あれは、つい昨日も見かけた布でまかれた……。
「あ、ここに居ましたか! はい、この四名です。ワタチの知り合いなので通してください!」
「「「「フーリエ!」」」」
悪魔のはずのフーリエですが、この時ばかりは天使に見えました。布でぐるぐる巻きの天使ってなんでしょうね。
「フーリエ様。ですがこの子は」
「大丈夫です。本当にここへはパムレットしか考えていません。その証拠に……」
フーリエは右手から何かを取り出しました。
「この地域限定の『アイス・パムレット』です。あまりの美味しさに頬はとろけるでしょう」
「……! マオは誓う。もしフーリエに何か困ったことがあったら全力で助けると」
膝を地に着けるマオ。いやいや、そこまで大それたことをやっているようには見えないのですが!

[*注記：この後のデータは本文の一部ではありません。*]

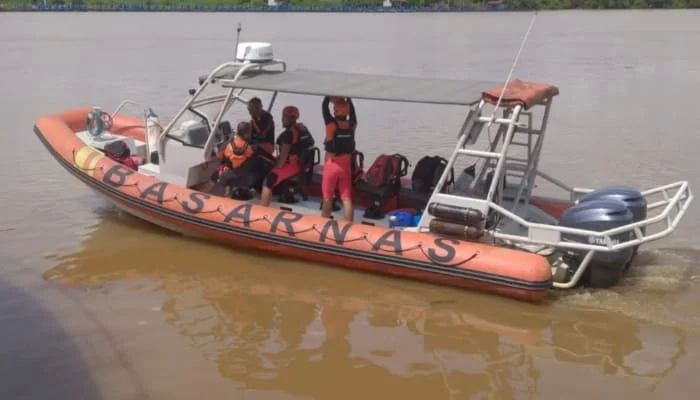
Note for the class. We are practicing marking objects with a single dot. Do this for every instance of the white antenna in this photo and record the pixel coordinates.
(238, 35)
(512, 68)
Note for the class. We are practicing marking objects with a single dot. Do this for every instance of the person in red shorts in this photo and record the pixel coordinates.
(339, 145)
(291, 144)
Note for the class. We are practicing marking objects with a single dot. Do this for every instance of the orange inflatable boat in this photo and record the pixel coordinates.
(448, 232)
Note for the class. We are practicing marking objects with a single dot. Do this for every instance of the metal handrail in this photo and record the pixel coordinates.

「まさか、本当にパムレットのために……くぅ、お嬢ちゃん。美味しいパムレットを食べるんだぞ?」
検問は何か誤解したのか、マオに小さなクッキーを渡しました。
「……これは?」
「この地で作られている食べ物だ。お菓子とは程遠く、非常食だが俺にはこれしか持ってねえ。しかし、お嬢ちゃんのそのお菓子に対する情熱に負けたぜ。これを食べて明日も元気に生きるんだぞ!」
「……感謝する」
そう言ってマオは小さなクッキーを一口で食べた。
「一体何なのよ」
「知りませんよ」
僕とシャムロエはそれをただただ眺めるしかできませんでした。